Note
Access to this page requires authorization. You can try signing in or changing directories.
Access to this page requires authorization. You can try changing directories.
In this quickstart, you call the Responses API on a Foundry project endpoint from your own code to build an ephemeral agent — an agent whose definition (instructions, tools, model) lives in your application code instead of as a persisted resource in Foundry Agent Service. Each call constructs the agent in your process and invokes the Responses API for model inference and tool orchestration.

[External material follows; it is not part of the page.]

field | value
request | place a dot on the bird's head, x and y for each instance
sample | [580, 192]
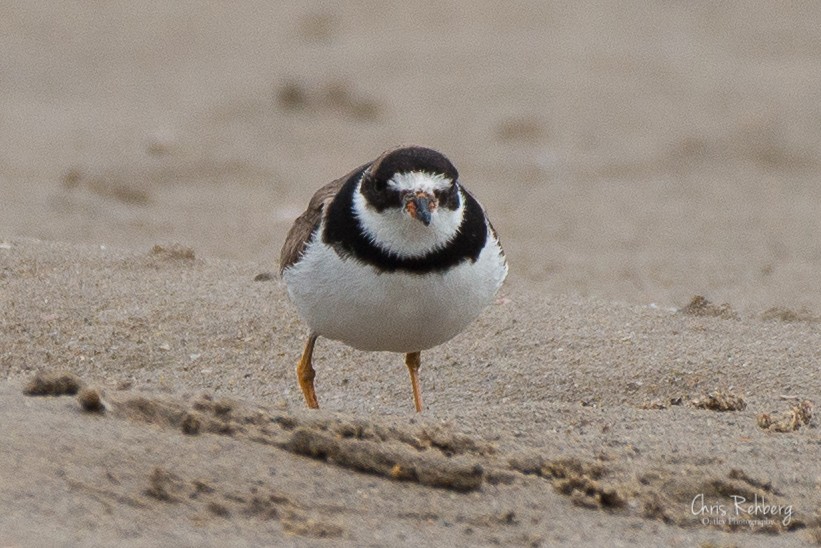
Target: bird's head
[410, 200]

This pattern fits developers, ISVs, and digital natives who want their agent definitions to ship and version with the rest of their application code, rather than as an out-of-band resource that someone has to keep in sync with the app. Unlike prompt agents, there's no agent resource to create, update, or delete in Foundry — lifecycle management is replaced by calling the Responses API directly.

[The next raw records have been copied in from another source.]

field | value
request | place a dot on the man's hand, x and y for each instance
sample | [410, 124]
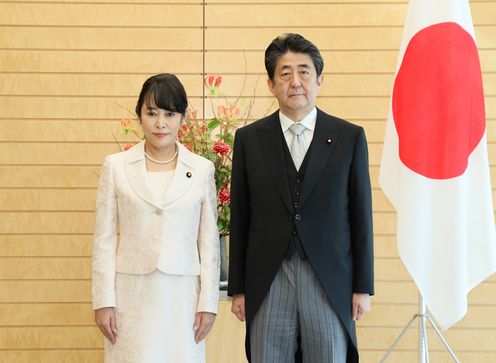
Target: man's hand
[360, 305]
[105, 319]
[203, 323]
[238, 306]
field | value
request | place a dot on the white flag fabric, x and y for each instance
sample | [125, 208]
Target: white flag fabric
[435, 169]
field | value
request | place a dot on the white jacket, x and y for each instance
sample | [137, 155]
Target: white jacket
[180, 232]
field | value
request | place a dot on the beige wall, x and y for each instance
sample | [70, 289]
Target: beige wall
[67, 69]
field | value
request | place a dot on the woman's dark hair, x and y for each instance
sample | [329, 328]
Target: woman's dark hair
[291, 42]
[165, 91]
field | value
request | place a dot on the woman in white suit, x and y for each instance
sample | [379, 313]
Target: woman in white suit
[156, 285]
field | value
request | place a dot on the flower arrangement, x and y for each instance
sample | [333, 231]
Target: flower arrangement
[212, 138]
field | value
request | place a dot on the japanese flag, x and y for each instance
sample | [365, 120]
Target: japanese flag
[435, 169]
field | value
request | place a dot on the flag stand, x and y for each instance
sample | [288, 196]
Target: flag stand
[423, 317]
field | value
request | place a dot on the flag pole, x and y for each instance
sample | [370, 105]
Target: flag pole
[423, 347]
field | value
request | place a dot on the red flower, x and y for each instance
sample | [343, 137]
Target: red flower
[224, 195]
[128, 146]
[221, 148]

The Responses API is the single model and tools entry point for Foundry. You can call it on two different endpoints:
- Foundry project endpoint (this quickstart, recommended) — full Foundry support. Exposes Foundry models from the catalog and platform tools (file search, code interpreter, memory, web search, MCP, SharePoint, WorkIQ, Fabric IQ, and more) through a single project-scoped API surface, reached at
{project_endpoint}/openai/v1/responses. - Azure OpenAI endpoint — best latency and maximum compatibility with existing OpenAI clients. Use this when you only need OpenAI models and standard OpenAI tools and don't need Foundry-specific capabilities.
The recommended path is the Agent Framework, which handles authentication, tool wiring, and message orchestration for you. In Python this is FoundryChatClient; in .NET it's AIProjectClient.AsAIAgent(...). The OpenAI SDK also works against this endpoint and is covered as an alternative in Use the OpenAI SDK directly.

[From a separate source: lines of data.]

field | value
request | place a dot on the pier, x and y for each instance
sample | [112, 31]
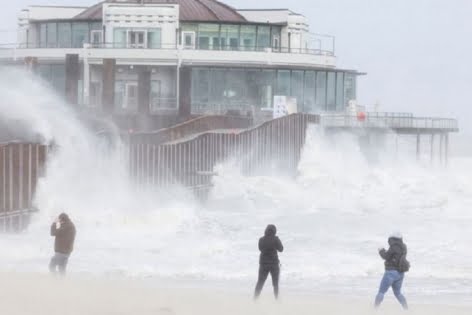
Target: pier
[186, 154]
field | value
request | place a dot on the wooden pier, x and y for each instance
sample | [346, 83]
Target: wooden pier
[186, 154]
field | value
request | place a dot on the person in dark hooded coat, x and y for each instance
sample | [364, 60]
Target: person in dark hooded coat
[269, 246]
[394, 275]
[64, 232]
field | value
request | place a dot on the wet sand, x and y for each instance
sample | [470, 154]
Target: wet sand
[37, 294]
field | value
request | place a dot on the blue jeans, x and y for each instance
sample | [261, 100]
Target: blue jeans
[59, 261]
[394, 279]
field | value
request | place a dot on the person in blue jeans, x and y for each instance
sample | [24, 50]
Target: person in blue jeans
[63, 231]
[394, 274]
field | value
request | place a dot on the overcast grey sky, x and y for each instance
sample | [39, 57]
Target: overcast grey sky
[417, 53]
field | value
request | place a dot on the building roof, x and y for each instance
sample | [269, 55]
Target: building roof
[190, 10]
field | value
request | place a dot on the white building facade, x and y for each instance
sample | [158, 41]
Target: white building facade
[202, 56]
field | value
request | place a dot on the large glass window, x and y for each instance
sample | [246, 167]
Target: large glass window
[321, 90]
[154, 38]
[349, 88]
[64, 35]
[340, 91]
[242, 89]
[51, 35]
[283, 82]
[309, 92]
[200, 88]
[229, 39]
[263, 37]
[208, 36]
[120, 94]
[297, 87]
[276, 41]
[266, 83]
[119, 37]
[43, 35]
[236, 88]
[331, 91]
[58, 78]
[248, 37]
[217, 86]
[80, 34]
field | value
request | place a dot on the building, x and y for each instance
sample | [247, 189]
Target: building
[169, 59]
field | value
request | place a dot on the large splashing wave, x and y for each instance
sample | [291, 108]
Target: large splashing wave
[332, 217]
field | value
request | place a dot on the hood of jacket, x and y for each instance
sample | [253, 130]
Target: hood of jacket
[271, 230]
[395, 241]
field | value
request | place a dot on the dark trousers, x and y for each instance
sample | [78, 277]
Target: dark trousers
[59, 261]
[264, 271]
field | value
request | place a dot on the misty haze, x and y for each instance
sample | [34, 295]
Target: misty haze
[201, 157]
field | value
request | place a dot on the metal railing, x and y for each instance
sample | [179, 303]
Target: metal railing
[389, 121]
[173, 46]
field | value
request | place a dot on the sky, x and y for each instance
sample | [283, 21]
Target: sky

If you don't have an Azure subscription, create a free account.
When to use the ephemeral agent pattern
Use this pattern when you're hosting agent code outside of Foundry — potentially embedded in your own application — but want to access Foundry agent features like models and platform tools.
The ephemeral pattern and hosted agents are additive, not alternatives. The same Agent Framework agent code can also be packaged as a hosted agent and exposed through the Foundry Agents API — useful when you want a Foundry-managed endpoint that other apps, services, or agents can call. You can do both from one codebase: run the agent in-process where it ships with your app, and publish the same definition as a hosted agent where other callers need it.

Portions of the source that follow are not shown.